Amherst Co., VA - Six canoeists that were stranded in Amherst County are resting at home thanks to a daring rescue overnight.

The Amherst County Public safety director says when the river conditions were too dangerous, they left their canoes and backpacks to walk to safety.

Gary Roakes says that was at 9 a.m. Thursday. It wasn't until 12:30 a.m. Friday that they were reunited with their families.

"It was exceptionally dangerous for all parties involved," Roakes explained after the rescue.

He says the six males from Franklin County, aged 14 to 26, launched their canoes Tuesday at the boat landing off U.S. 501. When they failed to return home as expected on Thursday, the father of two of them called 911.

"They were on a three-day canoe trip and were camped out at Balcony Falls last night. And when the water came up, they decided it was better to hike out than try to canoe down the rest of the way," the caller explained to an Amherst County dispatcher.

Roakes says the group had no food or water when their hike ended at a 50 to 60-foot rock face.

"They couldn't go out on the river 'cause it was too risky and they couldn't climb the rocks," Roakes said.

Four of them stayed. Two turned around to find help.
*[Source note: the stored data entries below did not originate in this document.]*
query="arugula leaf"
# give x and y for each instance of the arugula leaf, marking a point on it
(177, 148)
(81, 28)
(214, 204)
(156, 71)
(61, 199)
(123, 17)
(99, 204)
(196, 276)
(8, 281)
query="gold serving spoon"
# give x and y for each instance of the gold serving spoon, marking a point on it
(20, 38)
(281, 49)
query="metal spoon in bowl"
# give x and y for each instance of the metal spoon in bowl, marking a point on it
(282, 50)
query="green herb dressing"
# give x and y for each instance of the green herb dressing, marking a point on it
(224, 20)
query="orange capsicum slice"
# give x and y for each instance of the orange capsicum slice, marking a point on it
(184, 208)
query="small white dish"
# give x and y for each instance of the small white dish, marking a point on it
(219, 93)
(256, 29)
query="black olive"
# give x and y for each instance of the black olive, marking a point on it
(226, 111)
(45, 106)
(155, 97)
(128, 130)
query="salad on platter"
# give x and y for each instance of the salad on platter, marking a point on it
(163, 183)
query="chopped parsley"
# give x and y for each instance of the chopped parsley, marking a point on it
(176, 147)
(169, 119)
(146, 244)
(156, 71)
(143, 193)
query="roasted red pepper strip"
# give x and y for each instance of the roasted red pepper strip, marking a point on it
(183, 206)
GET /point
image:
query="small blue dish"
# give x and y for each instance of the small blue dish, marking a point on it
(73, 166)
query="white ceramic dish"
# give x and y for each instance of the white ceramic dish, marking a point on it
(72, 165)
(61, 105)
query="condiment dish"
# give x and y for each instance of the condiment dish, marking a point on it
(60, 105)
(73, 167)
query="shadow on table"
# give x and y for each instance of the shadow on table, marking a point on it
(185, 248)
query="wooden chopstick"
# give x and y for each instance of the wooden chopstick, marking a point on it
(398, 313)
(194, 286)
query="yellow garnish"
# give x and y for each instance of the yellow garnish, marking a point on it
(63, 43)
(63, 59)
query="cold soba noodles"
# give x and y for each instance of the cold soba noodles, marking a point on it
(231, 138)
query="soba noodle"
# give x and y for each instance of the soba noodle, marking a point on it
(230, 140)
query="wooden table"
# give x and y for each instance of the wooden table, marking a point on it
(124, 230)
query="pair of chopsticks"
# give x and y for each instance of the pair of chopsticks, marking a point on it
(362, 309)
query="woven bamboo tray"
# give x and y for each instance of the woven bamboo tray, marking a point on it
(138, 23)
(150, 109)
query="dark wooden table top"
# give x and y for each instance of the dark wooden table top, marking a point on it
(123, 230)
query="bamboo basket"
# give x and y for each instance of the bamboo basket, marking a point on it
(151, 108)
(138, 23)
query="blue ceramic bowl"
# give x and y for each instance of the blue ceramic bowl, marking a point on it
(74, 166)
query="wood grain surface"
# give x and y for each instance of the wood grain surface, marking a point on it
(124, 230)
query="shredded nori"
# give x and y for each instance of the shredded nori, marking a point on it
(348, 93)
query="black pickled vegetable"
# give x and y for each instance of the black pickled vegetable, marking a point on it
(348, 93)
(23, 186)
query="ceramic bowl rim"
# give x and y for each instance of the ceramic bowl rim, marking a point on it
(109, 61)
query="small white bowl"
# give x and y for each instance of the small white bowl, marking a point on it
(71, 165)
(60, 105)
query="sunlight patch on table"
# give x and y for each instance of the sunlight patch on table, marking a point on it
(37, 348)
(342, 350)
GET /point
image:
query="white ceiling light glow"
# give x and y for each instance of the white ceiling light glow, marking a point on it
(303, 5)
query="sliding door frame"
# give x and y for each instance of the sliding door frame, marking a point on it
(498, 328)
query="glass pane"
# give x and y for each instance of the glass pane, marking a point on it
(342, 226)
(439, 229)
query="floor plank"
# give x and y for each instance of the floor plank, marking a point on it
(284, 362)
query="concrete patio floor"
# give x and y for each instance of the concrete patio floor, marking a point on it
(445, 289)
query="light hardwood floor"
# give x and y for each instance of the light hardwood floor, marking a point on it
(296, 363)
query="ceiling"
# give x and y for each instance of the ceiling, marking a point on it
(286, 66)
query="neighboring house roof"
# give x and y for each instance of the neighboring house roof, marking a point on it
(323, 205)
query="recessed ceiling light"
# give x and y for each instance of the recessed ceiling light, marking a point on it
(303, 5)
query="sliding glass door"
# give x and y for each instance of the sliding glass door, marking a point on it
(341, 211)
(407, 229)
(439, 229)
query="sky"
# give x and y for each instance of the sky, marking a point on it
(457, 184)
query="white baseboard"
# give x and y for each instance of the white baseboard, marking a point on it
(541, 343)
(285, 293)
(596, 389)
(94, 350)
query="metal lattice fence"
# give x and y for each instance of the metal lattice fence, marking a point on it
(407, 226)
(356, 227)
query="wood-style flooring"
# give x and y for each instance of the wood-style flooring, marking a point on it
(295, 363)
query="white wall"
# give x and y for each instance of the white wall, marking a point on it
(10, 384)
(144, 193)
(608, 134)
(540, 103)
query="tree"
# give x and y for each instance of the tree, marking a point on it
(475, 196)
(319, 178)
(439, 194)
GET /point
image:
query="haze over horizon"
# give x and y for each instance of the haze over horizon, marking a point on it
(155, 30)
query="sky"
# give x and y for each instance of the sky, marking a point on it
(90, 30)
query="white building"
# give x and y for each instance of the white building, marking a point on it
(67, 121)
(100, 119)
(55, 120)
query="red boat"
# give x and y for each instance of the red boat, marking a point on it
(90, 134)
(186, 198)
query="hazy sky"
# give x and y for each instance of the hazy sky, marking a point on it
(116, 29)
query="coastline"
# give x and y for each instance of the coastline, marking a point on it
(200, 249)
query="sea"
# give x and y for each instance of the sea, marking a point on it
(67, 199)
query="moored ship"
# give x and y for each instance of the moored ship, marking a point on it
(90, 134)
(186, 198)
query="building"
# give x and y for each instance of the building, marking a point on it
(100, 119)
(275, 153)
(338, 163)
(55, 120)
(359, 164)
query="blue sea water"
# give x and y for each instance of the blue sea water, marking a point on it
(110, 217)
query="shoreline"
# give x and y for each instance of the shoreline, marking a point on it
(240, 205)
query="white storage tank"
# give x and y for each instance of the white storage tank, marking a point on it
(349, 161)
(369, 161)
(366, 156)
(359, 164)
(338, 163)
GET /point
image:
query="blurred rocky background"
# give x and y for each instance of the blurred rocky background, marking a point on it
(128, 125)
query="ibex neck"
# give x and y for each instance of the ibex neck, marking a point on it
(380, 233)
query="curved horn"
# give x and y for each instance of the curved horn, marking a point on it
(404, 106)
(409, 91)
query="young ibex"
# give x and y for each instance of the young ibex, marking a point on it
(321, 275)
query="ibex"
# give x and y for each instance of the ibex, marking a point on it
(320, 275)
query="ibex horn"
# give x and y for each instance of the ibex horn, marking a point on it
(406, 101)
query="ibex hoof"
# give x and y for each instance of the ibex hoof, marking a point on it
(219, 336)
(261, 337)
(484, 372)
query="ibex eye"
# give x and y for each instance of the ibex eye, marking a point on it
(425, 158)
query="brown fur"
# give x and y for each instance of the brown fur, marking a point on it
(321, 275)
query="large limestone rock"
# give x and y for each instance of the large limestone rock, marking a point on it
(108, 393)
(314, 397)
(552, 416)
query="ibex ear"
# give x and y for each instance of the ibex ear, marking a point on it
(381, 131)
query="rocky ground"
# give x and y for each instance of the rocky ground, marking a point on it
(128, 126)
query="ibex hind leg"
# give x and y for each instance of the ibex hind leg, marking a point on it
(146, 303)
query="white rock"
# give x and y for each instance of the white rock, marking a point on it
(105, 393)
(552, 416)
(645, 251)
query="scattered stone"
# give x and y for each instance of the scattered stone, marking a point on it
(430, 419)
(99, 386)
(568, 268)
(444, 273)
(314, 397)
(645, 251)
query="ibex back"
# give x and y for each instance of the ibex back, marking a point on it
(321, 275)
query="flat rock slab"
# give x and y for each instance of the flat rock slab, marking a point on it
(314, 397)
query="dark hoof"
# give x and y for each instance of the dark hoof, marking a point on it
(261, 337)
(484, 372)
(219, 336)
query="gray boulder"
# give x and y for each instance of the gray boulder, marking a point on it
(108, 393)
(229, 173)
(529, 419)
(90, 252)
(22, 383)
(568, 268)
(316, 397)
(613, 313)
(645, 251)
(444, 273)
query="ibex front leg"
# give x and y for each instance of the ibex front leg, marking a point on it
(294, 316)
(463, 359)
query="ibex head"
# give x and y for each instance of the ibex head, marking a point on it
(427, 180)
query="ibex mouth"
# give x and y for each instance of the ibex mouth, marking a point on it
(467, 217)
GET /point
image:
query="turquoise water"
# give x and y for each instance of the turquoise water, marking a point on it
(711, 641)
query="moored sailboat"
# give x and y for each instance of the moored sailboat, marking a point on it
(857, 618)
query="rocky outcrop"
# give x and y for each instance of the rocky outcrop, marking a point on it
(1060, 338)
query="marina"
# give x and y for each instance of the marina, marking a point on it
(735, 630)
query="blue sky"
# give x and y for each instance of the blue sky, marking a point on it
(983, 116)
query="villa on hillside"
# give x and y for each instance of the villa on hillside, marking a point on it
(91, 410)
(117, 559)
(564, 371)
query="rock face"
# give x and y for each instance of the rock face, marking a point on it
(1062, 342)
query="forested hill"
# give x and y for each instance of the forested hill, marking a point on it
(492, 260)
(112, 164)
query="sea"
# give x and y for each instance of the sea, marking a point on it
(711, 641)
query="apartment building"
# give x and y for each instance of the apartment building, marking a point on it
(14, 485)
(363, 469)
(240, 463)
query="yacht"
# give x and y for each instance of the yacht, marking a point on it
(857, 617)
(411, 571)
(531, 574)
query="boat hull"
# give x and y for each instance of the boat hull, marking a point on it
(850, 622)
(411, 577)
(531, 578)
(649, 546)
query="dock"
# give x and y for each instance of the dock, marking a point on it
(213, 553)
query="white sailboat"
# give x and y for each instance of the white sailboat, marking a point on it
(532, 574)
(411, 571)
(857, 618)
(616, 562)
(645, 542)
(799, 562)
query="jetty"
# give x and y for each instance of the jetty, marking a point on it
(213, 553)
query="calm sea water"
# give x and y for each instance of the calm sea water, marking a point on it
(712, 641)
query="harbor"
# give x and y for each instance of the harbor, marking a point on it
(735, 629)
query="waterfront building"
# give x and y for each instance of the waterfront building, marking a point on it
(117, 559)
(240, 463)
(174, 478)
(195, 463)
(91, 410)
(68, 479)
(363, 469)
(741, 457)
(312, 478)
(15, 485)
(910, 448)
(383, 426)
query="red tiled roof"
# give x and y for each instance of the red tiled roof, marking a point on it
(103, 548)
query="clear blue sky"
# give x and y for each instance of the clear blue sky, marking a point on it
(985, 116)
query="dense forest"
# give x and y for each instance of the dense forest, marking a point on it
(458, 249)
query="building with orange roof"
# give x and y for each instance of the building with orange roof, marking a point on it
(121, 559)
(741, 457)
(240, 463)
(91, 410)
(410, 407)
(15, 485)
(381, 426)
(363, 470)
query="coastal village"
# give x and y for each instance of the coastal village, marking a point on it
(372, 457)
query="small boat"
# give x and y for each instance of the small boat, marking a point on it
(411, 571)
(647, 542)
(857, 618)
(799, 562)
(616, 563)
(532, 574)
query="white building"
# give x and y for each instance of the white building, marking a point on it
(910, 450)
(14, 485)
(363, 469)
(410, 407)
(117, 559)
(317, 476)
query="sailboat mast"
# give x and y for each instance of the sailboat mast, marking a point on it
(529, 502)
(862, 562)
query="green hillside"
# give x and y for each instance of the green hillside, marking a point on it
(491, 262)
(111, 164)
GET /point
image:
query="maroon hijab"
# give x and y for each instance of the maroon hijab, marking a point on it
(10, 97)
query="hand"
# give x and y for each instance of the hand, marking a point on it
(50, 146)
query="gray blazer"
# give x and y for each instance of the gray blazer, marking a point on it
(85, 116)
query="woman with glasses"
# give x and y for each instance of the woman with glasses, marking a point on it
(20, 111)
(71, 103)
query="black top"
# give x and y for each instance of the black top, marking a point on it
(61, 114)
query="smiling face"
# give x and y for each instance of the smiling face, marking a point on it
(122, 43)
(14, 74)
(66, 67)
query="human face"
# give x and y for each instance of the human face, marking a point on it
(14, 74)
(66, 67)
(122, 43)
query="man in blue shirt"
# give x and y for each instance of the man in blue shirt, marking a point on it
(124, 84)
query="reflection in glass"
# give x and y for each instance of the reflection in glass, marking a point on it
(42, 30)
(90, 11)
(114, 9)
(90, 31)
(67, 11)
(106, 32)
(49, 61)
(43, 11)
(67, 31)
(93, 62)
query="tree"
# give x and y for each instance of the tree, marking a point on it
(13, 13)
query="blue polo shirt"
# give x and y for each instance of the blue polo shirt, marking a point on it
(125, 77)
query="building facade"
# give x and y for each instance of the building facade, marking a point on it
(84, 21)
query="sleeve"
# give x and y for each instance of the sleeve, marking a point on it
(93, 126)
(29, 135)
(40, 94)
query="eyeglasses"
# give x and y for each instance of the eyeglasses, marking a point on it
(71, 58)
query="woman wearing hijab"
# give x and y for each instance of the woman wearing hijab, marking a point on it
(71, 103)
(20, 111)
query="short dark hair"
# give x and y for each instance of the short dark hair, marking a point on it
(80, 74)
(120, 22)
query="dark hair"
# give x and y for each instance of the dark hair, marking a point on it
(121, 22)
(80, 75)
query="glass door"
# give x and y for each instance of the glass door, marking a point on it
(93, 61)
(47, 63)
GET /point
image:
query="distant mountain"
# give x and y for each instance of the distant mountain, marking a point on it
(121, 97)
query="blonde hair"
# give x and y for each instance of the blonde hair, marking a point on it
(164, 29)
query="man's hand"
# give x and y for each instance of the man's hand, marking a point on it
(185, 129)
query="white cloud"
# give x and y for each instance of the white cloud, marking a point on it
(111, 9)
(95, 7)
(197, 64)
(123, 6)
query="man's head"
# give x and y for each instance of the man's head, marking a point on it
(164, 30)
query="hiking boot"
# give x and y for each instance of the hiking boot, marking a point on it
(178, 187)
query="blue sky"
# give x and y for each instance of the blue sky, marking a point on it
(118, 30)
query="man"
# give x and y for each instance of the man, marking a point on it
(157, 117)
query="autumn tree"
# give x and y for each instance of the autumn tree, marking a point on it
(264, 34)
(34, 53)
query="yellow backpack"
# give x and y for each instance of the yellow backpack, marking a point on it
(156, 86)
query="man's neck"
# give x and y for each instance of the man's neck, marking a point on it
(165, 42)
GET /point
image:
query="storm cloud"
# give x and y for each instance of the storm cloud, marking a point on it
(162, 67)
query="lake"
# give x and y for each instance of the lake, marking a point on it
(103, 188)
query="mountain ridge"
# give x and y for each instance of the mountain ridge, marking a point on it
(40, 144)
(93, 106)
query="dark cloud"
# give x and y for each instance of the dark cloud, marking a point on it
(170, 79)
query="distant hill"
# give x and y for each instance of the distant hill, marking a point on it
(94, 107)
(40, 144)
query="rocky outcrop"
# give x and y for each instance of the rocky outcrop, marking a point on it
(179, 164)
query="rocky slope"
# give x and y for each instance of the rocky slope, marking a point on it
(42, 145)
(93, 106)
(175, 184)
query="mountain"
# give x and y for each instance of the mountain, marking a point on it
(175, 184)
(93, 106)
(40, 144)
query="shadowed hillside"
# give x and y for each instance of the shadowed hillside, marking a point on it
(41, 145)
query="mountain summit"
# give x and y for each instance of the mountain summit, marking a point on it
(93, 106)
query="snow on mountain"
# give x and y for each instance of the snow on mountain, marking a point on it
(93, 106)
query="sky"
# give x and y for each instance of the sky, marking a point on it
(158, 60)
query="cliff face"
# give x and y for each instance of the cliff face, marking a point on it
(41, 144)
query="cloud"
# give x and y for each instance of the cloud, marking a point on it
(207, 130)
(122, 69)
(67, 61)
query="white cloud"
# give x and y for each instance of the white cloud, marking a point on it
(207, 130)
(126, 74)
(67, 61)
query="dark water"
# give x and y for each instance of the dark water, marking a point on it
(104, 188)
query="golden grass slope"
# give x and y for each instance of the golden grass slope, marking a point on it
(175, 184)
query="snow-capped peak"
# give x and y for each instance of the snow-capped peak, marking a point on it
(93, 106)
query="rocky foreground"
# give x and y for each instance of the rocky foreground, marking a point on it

By the time Roakes and an Amherst County deputy reached them, it was dark, cold and rainy. Roakes waited with them for swift water rescue teams from Lynchburg and Bedford County to arrive.

But, the river was too swollen for them to launch their boats. So, they had to use a crane to lift the boat over a bridge and drop it into the water.

The boys were rescued a few minutes later. Roakes says they were tired, cold and hungry, but otherwise okay

"All of us were elated to see the boats coming up the river. Fortunately, last night was a positive outcome. The parents knew their kids were okay," Roakes said.

This story, this rescue would have been much different, if not for the teamwork of first responders.

"Jurisdictional lines don't play into it. We go where we need to go. And if one of our brothers or sisters in another agency needs help, we'll be there," Roakes added.